Y siempre debiéramos tener muy cerca la presencia y la palabra de alguien que nos diga al
corazón: "¡Dios está contigo! Dios nunca te condena. Dios te acoge como eres. Acoge tu ser
frágil como Dios lo acoge". ¿Y qué otra cosa debiera ser la Iglesia de Jesús sino esa palabra
entrañable, esa presencia que encarne la paz de Dios en toda circunstancia?
Es bien triste que tantas veces no lo sea. Por ejemplo, la semana pasada [primeros de diciembre
de 2008], el Vaticano se pronunció contra la petición de despenalización de la homosexualidad,
y volvió a dejarnos perplejos y apenados.
Ha sido con ocasión de que Francia, en nombre de la Unión Europea, se dispone a presentar
dicha petición ante la ONU. Parece increíble que, a estas alturas -60 años después de la
Declaración de los Derechos Humanos- haya que reclamar a tantos países -más de noventa-
que cesen de imponer la cárcel u otros castigos a los homosexuales activos (¡la pena de muerte
todavía en una docena de países!). Más increíble parece todavía que la Iglesia de Jesús se haya
pronunciado en contra de esa reclamación. Pues así es.
Pero hay que matizar, para ser justos.
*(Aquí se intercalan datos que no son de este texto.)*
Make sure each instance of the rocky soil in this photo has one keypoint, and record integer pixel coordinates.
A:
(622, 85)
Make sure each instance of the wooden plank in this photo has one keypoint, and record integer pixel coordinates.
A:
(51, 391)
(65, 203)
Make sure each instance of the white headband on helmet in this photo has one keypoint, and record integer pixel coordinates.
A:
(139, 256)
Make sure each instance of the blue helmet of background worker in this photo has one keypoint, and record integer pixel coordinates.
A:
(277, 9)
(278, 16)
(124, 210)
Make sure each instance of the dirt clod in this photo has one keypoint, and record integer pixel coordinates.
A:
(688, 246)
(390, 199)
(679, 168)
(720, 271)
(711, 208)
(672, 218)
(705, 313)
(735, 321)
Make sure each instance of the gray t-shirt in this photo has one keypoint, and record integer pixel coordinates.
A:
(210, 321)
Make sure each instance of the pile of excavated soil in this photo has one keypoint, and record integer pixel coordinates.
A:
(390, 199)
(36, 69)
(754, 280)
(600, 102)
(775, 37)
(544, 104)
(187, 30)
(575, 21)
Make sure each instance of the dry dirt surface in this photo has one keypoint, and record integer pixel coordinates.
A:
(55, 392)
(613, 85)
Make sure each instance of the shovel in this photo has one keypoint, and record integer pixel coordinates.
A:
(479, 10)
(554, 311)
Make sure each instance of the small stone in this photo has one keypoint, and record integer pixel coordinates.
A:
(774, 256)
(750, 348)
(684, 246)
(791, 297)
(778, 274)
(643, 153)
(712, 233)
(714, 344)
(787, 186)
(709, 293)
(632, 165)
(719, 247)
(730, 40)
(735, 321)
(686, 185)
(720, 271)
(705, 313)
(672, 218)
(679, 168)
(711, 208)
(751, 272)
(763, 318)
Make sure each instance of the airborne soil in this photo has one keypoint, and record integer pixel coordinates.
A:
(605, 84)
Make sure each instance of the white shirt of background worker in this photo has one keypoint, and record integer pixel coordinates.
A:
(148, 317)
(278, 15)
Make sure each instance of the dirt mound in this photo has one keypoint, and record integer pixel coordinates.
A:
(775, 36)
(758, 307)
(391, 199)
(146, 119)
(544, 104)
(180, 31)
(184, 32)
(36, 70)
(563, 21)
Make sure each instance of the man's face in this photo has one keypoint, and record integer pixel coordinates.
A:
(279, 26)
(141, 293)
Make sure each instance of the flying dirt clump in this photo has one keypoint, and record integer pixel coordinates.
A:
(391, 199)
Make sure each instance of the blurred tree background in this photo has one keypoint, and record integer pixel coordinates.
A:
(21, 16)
El portavoz del Vaticano ha querido aclarar que la Iglesia
católica está en contra de "todas las legislaciones penales violentas o discriminatorias respecto
a los homosexuales". Es decir, la Iglesia de Roma se declara en contra de la penalización y de
la discriminación, pero también en contra de pedir que se acabe con toda penalización y
discriminación. ¿Pues quién lo entiende?
¿No será esa misma la razón por la que, muy recientemente, el papa Benedicto XVI ha ordenado
a los obispos que no admitan al sacerdocio a ningún varón con prácticas homosexuales o con
tendencia homosexual "arraigada", y a ningún defensor de la cultura gay? Los sacerdotes han
de ser muy célibes, pero muy viriles.
El argumento bíblico es siempre resbaladizo y nunca definitivo. Por ejemplo, en este caso: ¿por
qué el texto citado del Levítico tendría más valor que aquel otro en que prohíbe comer carne de
camello, conejo, liebre y cerdo (Levítico 11,4-8)?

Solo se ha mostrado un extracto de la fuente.